Thank you, Picaro, but the Supremacy Clause determines the issue.

"The strongest argument for those asserting that Congress must be involved in terminating treaties is based on the Supremacy Clause of the Constitution, Article VI, which states that treaties are "the supreme law of the land." The Constitution is silent on how federal statutes can be terminated, and they too are the law of the land. No one would suggest the President could unilaterally revoke a federal statute. Nor should he be able to unilaterally terminate a treaty -- another part of the law of the land -- without the authority of the Congress.

A more limited, but related argument is that since the President can only make a treaty with the advice and consent of the Senate, he must procure the same advice and consent to end a treaty.

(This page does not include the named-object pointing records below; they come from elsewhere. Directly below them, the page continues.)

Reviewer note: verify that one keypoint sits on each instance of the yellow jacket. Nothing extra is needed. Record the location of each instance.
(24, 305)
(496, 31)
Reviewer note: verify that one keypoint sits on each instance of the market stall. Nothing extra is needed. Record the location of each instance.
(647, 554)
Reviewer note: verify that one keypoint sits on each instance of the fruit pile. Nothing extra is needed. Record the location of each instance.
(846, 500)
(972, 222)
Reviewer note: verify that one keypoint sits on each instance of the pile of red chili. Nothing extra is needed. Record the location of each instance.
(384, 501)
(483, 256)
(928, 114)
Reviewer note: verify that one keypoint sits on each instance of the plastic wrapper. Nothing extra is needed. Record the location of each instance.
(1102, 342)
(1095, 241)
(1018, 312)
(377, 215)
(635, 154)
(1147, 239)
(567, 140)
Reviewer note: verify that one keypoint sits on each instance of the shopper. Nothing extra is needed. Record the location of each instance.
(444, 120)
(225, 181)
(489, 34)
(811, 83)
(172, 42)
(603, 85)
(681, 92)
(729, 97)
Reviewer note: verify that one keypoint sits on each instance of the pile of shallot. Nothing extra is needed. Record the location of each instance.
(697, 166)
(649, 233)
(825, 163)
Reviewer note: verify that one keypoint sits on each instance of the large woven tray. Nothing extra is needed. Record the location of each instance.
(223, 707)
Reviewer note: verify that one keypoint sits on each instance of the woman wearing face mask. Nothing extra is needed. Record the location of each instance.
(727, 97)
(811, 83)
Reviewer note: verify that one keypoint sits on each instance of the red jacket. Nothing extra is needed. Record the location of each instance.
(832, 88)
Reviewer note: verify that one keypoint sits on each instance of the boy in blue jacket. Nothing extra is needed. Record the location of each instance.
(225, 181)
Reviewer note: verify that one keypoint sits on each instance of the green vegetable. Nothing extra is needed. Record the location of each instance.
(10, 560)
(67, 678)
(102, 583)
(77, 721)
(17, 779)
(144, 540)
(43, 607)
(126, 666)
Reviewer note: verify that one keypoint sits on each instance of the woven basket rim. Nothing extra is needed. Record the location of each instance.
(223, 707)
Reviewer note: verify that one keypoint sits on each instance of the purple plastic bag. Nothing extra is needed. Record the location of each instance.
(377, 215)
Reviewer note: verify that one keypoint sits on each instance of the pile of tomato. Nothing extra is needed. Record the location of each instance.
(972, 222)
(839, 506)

Those claiming that the president has unilateral power to terminate brush aside the Supremacy Clause. They say it is addressed to the courts alone, and that its purpose was to make sure treaties were superior to state laws. And they dismiss treating treaties as the equivalent to federal statutes as little more than sophistry. Treaties are international agreements, not domestic laws, they point out, and few treaties have any domestic implications. Equating the two simply because they are both forms of federal law and thus supreme over state law, they argue, is mere sophistry."

CNN.com - FindLaw Forum: The president, Congress and treaties - September 3, 2001
The "treaties" that Obama created were NEVER approved by the Senate so President Trump is more then allowed to get rid of them.
 
If they are agreements, as were Obama's, yes, RGS.

But if they have been approved, they are Treaties, and, no, Picaro, they cannot be unconditionally abrogated by the President.
 
If they are agreements, as were Obama's, yes, RGS.

But if they have been approved, they are Treaties, and, no, Picaro, they cannot be unconditionally abrogated by the President.
Except as I read earlier Carter did exactly that and the Courts refused to intervene.
Give us an example. I do not remember Carter abrogating a Treaty the Senate approved, unless the language of the bill permitted the President to do that.
 
If they are agreements, as were Obama's, yes, RGS.

But if they have been approved, they are Treaties, and, no, Picaro, they cannot be unconditionally abrogated by the President.
Except as I read earlier Carter did exactly that and the Courts refused to intervene.
Give us an example. I do not remember Carter abrogating a Treaty the Senate approved, unless the language of the bill permitted the President to do that.